On 20th September, TruEra brought together over 100 participants from across the UK, the EU, the Middle East and beyond in an invite-only AI Executive Roundtable. The diverse group – including business, data, and AI leaders, risk and control stakeholders, technologists, data scientists, policy specialists and academics – provided rich insights on the current state of AI adoption and barriers to scaling up, and on emerging best practices in this space.
Here are our five takeaways from the plenary and the seven breakout sessions that followed:
1. Investment into AI and ML continues at pace, across industries
Across industries and geographies, participants confirmed that investment into the people, processes, and technology needed to build and deploy AI/ML systems remains a priority. Even in the context of highly-regulated industries, we heard of extensive use of AI/ML, ranging from back-office automation initiatives in financial services to real-world evidence generation in healthcare and pharma.
2. Technology-first vs. technology-enabled business models show clear differences in the scale, speed of AI adoption
On one side are the technology-first ‘new’ businesses – across sectors such as e-commerce, ride-hailing, search and gaming – for which large scale adoption of AI/ML is not an optional curiosity. It is the only way they can survive, given their scale and business models. There is no way that hundreds of millions of products could be dynamically priced or recommended without using AI/ML.
On the other side are ‘traditional’ businesses, for whom AI/ML has largely been a means to incrementally improve existing processes. For example, banks have had statistical and rule-based models in place for credit decisioning and fighting financial crime for decades. They have well-defined frameworks to govern these high-stakes use cases. This can result in a high bar for the adoption of new AI/ML approaches (i.e., “Why break things when they work?”), and limit AI adoption to small pockets of experimentation.
3. There is little evidence, yet, of European companies facing a major regulatory handicap in AI adoption
The existence of a robust privacy regime (GDPR), or the tagging of several AI use cases as ‘high risk’ in the upcoming EU AI Act, do not appear to have yet had a huge impact on European companies’ adoption of AI. There is a fault-line between industries, but our conversations have not unearthed much evidence of a systemic disadvantage arising from being in Europe vs North America (or Asia). If anything, the certainty that Europe’s regulatory regime and associated standards and certification efforts might bring (vs. the more fragmented and uncertain landscape in the US) could even put European companies in a position of advantage!
Some of the companies in geographies without national or regional regulation, such as the United States, welcomed the prospect of regulatory guardrails that would positively channel development efforts and remove bad actors from the field of competition.

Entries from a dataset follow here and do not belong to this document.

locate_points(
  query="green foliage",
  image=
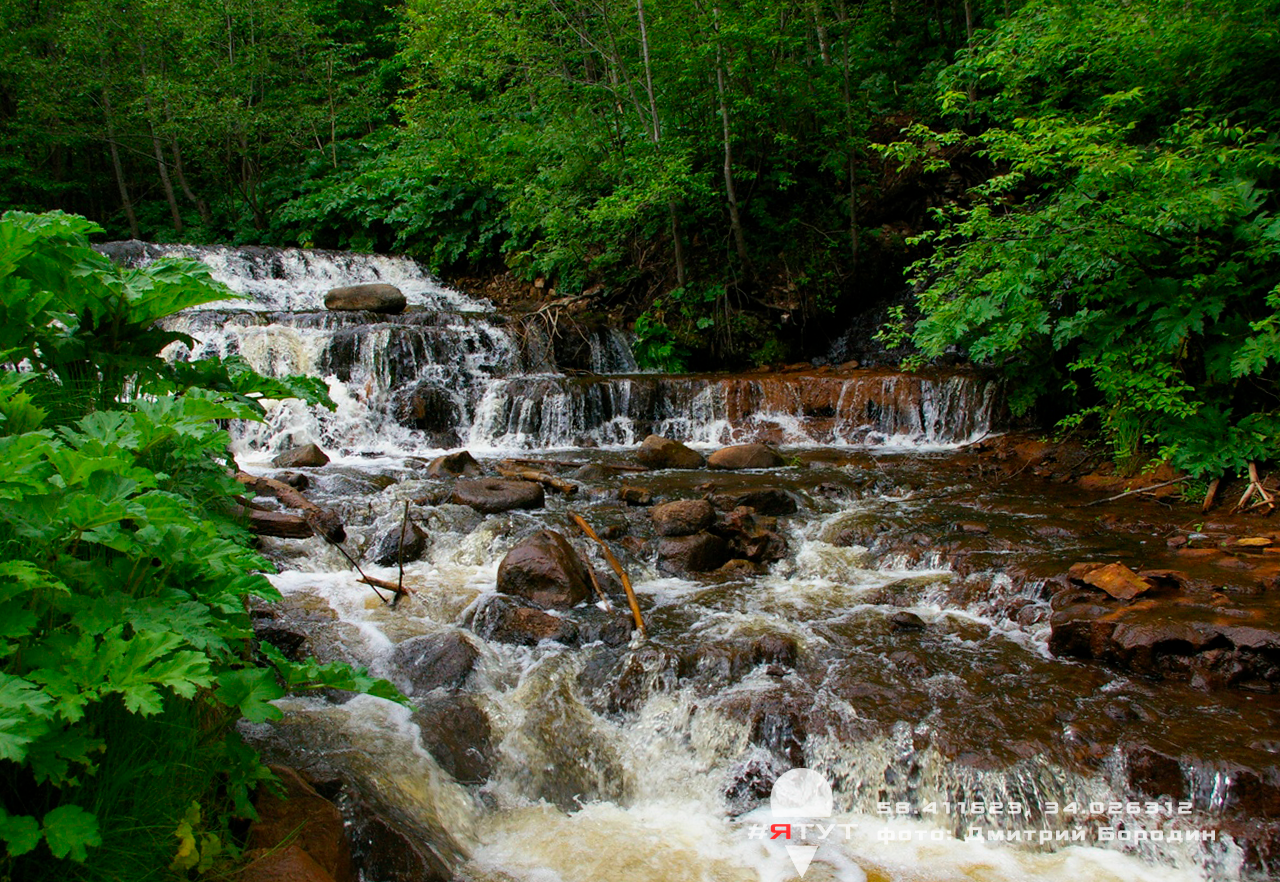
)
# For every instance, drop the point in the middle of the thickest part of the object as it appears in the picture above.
(123, 580)
(1125, 252)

4. Trustworthy AI cannot (just) be about regulatory compliance
To date, a lot of the conversation around making AI trustworthy has focused on regulatory expectations around ethics, fairness, transparency, and explainability. However, expecting data scientists and their business or technology partners to meet ethical goals as standalone objectives is futile. The only sustainable way to make AI trustworthy is to ensure such objectives are tied to business KPIs. For example, explainability is arguably even more important for internal buy-in and customer trust than it is for regulatory compliance. Customer and media backlash to perceived or demonstrated malfeasance may be faster, harsher, and more likely than possible regulatory penalties.

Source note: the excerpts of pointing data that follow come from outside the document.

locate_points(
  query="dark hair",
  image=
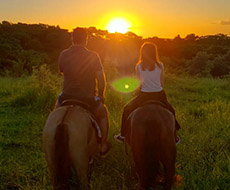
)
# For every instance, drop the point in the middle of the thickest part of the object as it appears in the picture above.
(148, 56)
(79, 35)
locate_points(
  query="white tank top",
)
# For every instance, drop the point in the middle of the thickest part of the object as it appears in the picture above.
(150, 80)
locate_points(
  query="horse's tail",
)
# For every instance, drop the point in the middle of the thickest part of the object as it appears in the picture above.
(61, 158)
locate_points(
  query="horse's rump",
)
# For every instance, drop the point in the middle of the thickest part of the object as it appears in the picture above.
(152, 141)
(69, 140)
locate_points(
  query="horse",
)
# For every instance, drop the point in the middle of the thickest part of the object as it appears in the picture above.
(152, 143)
(69, 141)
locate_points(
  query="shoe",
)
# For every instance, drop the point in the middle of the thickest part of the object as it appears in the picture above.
(177, 140)
(105, 153)
(119, 138)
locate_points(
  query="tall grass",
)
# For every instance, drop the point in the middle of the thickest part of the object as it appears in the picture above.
(202, 108)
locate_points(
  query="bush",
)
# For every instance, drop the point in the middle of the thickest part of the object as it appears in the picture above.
(43, 90)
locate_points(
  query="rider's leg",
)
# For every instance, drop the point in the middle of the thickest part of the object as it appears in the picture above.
(101, 114)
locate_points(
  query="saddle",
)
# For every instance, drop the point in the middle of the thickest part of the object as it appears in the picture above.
(86, 107)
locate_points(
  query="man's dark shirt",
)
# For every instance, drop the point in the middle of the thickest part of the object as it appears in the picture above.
(79, 66)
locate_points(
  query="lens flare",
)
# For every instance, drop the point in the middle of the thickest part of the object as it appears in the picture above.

5. A broad consensus is forming around core technology requirements for trustworthy AI
Different industries and companies are at varying maturity levels around regarding the technical components of a trustworthy AI system. However, a baseline of common requirements is forming, based on guidance from regulators and industry bodies, corresponding standards initiatives, and existing risk frameworks such as model governance in financial services or equipment safety in manufacturing..

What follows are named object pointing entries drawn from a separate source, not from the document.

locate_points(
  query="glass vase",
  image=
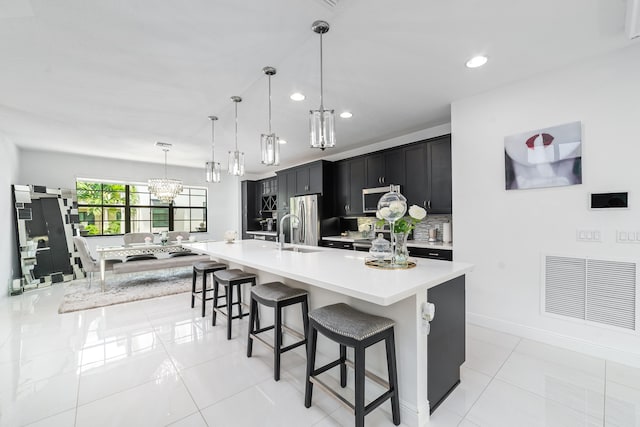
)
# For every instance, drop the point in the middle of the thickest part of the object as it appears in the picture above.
(400, 251)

A key theme is the emergence of a more holistic “AI Quality” framework, expanding from the previous, individual considerations around explainability, fairness, and ethics i. This new AI Quality framework includes considerations such as complexity-performance tradeoffs; model robustness and resilience in the face of real-world changes; and the security implications of using AI models. The AI/ML technology ecosystem is fragmented and does not yet address all of these requirements neatly. However, we are seeing rapid evolution in this space, and leading adopters are beginning to orchestrate end-to-end AI/ML pipelines that consciously incorporate AI Quality elements.